P.B. Die Frage ist aber, ob das Wunschbild der virtuellen Realität unser Wunschbild ist oder ein uns aufoptruiertes. Das würde einen weiteren Unterschied machen.
Zumindest in unserem Bewusstsein verschwindet die Realität.
Sie „geht im
Hyperrealismus unter, in der exakten Verdoppelung des Realen,
vorzugsweise auf
der Grundlage eines anderen Mediums – Werbung, Photo, etc. –
und von Medium zu
Medium verflüchtigt sich das Reale, es wird zur Allegorie des
Todes …"
P.B. Mit dem letzten Teil bin ich nicht ganz einverstanden. Das Reale gibt es und es holt bisweilen den Internetbenutzer radikal ein. Es gibt ja immer noch Jobs, Rechnungen zu Bezahlen, Beziehungen zu leben. Da erscheint mir die angesprochene Allegorie des Todes als „over the top“. Und gerade was die angesprochene Werbung angeht, so wird überall geworben. Die Werbung hat nicht mehr den Einfluß den sie einmal hatte, gerade dadurch, dass überall und exzessiv für alle Mögliche geworben wird. Die Werbebanner nimmt ja schon keiner mehr wahr.
Zitat ENDE.
In diesem Text wird das Problem der geistigen Entfremdung des
Users von der Realität angesprochen. Der Cyberspace droht zur
wahren Wirklichkeit zu mutieren - während die eigentliche
Realität (die Welt der Menschen und Dinge) in ein scheinhaftes
Sein versinkt.
P.B. Aber offensichtlich sind diese Realitäten miteinander oft genug verwoben. Die Seiten auf denen z.B. Al Queida Nachwuchs sucht dienen dazu, bestimmte Zielgruppen aus bestimmten kritischen Bereichen der Realität anzuwerben und kriminelle Akte in der Realität durchführen zu lassen. Ich glaube auch, da das Internet nicht die erste „Scheinwelt“ der Geschichte ist, sondern lediglich die bisher größte, dass der Effekt der exklusiven Scheinrealität hier überschätzt wird. Viel mehr sehe ich die Gefahren und Möglichkeiten, über diese Scheinwelt Einfluß auf die reale Welt zu nehmen als zentralen Punkt an.

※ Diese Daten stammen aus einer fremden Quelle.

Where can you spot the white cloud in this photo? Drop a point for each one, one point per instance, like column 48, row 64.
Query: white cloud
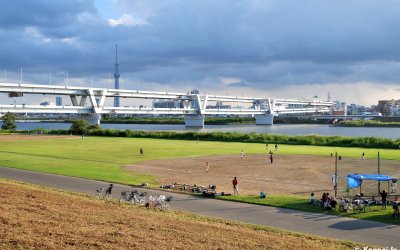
column 37, row 35
column 230, row 80
column 126, row 20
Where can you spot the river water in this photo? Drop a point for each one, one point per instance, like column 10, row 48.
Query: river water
column 289, row 129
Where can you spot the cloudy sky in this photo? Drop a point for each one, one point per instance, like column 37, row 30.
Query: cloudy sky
column 263, row 48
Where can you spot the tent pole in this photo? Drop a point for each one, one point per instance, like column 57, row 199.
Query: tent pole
column 379, row 172
column 336, row 179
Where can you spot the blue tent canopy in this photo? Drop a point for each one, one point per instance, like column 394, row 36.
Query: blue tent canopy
column 355, row 180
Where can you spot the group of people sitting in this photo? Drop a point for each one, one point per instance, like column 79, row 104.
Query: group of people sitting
column 327, row 201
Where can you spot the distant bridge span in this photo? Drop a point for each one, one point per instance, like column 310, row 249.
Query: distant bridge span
column 194, row 106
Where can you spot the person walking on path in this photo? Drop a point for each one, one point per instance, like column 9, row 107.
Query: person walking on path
column 384, row 198
column 271, row 156
column 235, row 186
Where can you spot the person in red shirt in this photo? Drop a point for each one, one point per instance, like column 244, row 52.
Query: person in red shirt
column 235, row 186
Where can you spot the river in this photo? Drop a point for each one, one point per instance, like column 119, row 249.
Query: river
column 289, row 129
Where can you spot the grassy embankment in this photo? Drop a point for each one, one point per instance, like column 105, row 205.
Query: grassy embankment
column 42, row 218
column 369, row 123
column 103, row 158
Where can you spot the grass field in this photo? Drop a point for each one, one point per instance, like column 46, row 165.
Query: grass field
column 103, row 158
column 44, row 218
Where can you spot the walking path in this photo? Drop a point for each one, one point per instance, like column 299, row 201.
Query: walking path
column 368, row 232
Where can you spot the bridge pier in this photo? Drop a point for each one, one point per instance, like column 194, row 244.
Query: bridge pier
column 264, row 119
column 194, row 121
column 93, row 119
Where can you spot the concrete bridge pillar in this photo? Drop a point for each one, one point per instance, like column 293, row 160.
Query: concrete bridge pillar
column 264, row 119
column 93, row 119
column 194, row 120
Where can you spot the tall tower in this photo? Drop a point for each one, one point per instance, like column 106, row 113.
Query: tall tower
column 116, row 77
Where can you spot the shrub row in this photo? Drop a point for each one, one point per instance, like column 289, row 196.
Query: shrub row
column 340, row 141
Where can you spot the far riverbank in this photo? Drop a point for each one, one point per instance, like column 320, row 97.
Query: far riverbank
column 287, row 129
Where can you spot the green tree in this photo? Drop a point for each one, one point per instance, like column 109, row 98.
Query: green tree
column 8, row 122
column 79, row 127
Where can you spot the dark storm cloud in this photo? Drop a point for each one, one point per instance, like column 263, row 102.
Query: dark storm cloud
column 43, row 13
column 262, row 43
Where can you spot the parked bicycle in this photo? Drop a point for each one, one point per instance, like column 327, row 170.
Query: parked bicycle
column 159, row 202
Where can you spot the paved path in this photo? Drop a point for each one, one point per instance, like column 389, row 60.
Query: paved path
column 330, row 226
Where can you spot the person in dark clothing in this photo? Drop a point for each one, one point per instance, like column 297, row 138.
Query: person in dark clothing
column 384, row 198
column 271, row 157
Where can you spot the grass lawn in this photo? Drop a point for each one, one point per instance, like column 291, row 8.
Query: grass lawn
column 375, row 213
column 103, row 158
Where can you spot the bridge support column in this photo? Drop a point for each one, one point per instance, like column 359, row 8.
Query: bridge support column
column 194, row 120
column 265, row 119
column 93, row 119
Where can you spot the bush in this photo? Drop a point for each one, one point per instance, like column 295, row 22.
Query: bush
column 9, row 122
column 79, row 127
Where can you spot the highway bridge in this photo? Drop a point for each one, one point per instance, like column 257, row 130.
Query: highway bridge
column 90, row 102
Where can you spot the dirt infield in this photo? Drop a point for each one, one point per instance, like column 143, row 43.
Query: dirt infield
column 35, row 137
column 289, row 174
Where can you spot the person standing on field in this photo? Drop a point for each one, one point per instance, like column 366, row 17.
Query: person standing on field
column 235, row 184
column 271, row 157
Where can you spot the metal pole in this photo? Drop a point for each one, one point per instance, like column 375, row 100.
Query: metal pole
column 336, row 174
column 379, row 172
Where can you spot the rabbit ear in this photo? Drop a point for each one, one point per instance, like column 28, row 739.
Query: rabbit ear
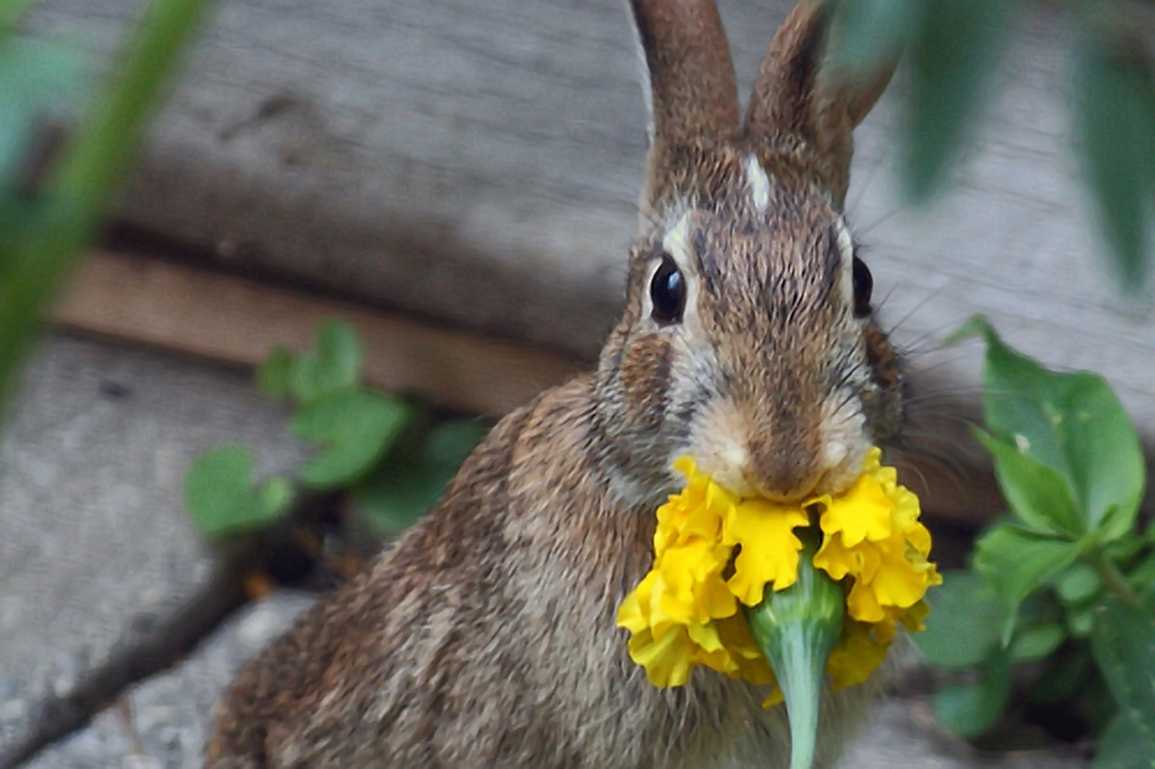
column 795, row 96
column 692, row 95
column 692, row 91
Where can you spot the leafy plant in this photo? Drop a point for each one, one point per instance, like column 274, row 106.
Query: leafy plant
column 1062, row 590
column 954, row 47
column 388, row 454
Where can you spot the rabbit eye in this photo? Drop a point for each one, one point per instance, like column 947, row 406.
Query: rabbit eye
column 864, row 284
column 668, row 292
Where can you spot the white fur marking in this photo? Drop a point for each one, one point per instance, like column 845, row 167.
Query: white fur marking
column 847, row 248
column 676, row 241
column 759, row 183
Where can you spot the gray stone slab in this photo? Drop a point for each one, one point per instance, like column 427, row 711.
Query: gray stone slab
column 94, row 532
column 94, row 535
column 166, row 718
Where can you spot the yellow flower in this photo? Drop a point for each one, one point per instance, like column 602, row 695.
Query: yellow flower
column 713, row 550
column 872, row 534
column 769, row 547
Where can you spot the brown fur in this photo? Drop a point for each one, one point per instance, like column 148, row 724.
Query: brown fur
column 486, row 636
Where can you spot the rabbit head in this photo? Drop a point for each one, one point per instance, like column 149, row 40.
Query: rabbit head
column 749, row 341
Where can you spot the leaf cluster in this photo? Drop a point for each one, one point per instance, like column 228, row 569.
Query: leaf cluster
column 954, row 47
column 1062, row 589
column 390, row 456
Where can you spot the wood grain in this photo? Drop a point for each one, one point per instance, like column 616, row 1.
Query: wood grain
column 478, row 163
column 239, row 321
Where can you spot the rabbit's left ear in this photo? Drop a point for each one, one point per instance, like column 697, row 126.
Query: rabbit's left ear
column 796, row 95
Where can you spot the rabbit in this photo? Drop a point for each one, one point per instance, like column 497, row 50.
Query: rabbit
column 485, row 636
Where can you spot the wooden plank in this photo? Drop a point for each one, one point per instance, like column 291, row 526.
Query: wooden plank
column 239, row 321
column 477, row 163
column 233, row 320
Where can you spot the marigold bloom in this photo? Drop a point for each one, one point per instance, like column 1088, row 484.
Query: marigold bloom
column 714, row 550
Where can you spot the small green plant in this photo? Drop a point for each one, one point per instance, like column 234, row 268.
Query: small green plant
column 43, row 230
column 1060, row 595
column 392, row 456
column 954, row 47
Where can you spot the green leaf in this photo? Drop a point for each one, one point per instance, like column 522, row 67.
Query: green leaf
column 1123, row 642
column 1016, row 562
column 1037, row 642
column 955, row 47
column 1064, row 677
column 1081, row 621
column 82, row 184
column 1124, row 745
column 1079, row 584
column 405, row 487
column 965, row 622
column 971, row 709
column 1071, row 423
column 865, row 34
column 274, row 375
column 1141, row 575
column 222, row 499
column 1116, row 122
column 356, row 428
column 1038, row 495
column 332, row 366
column 37, row 77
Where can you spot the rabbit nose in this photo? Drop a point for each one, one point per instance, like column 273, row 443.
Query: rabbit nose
column 783, row 473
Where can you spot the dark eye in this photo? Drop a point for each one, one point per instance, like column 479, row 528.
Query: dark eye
column 864, row 284
column 668, row 292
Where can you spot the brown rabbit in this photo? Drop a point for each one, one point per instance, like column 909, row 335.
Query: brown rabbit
column 486, row 636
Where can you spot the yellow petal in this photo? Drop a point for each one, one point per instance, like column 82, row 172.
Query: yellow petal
column 769, row 549
column 862, row 513
column 668, row 657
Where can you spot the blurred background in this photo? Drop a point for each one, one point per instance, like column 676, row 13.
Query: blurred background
column 295, row 258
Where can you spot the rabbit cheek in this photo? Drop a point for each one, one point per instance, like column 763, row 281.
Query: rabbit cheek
column 882, row 403
column 645, row 376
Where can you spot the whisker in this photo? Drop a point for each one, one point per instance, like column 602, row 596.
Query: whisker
column 918, row 305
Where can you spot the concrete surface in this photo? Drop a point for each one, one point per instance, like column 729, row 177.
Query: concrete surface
column 94, row 536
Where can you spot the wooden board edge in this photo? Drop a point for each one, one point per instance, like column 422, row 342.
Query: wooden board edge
column 236, row 320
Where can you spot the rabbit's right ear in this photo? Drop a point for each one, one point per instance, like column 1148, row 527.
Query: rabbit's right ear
column 692, row 94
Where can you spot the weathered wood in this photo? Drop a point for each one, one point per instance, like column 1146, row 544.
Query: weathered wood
column 478, row 162
column 239, row 321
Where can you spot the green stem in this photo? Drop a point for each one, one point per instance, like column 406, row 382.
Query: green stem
column 42, row 240
column 1115, row 580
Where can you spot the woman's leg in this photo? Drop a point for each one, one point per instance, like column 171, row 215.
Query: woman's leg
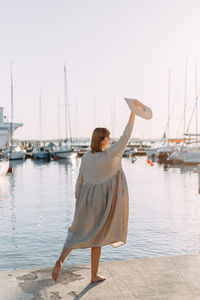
column 95, row 257
column 59, row 262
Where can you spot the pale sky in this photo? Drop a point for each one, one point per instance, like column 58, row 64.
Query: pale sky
column 112, row 49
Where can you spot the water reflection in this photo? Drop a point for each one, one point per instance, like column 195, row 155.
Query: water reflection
column 183, row 168
column 38, row 205
column 13, row 216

Hollywood hatte dieses Problem in zwei Movies thematisiert,
basierend auf Grundideen von William Gibson, der in den 80ern
den Ausdruck „Cyberspace“ einführte: die Movies waren „Johnny
Mnemonic“ mit Keanu Reeves (hier machte ein Bekannter von mir
die Visual Effects) und „Matrix“, wieder mit Keanu. In
„Matrix“ wird das Problem radikalisiert: die Realität entpuppt
sich als Cyberspace, als eine von Maschinen induzierte
Scheinwelt.
P.B. Bei Johnny Mnemonic geht es aber genau um den Einfluß von Information. Information soll gestohlen werden bzw. geheim gehalten werden um Geld in der realen Welt zu verdienen. Frage nebenbei, der Bekannte war der, der Dir ein paar Tausend für den Drehbuch-Kurs abgeknöpft hat? Oder verwechsle ich da was?
Egal, was Matrix angeht, gebe ich Dir Recht, hier hatten wir das Modell einer absoluten Scheinwelt, aber selbst diese ist nicht völlig frei vom Einfluß der realen Welt. Wobei sich in Matrix natürlich auch eine philosophische Frage stellt. Wenn die Scheinwelt die einzige Welt ist, wenn die Menschen nur noch in ihr existieren, wird sie dann nicht zu deren Realität?
Das Grundproblem ist allerdings viel älter als der Cyberspace
- die Verwechslung von Symbol und Wirklichkeit. Das ist ein
klassisches Problem und wird eines bleiben, solange es
Menschen und Symbole gibt.
Scheinwelten sind mehr als Symbole. Sie vermitteln den Anschein von Realitäten, darin besteht ja genau das Problem. Sagt Dir das „Paradies des ALten auf dem Berge“ etwas? Ein Klassiker der Scheinwelten. Die Sache ist nicht neu, nur der Umfang ist neu. Aber wie beim Assassinenparadies hat auch das Internet einen Einfluß auf die reale Welt. Wer weiß schon, ob das für die reale Welt positiv oder negativ ist? Vielleicht schreibt ja irgendwann jemand versehentlich nur noch „World Web“?
Gruß
Peter B.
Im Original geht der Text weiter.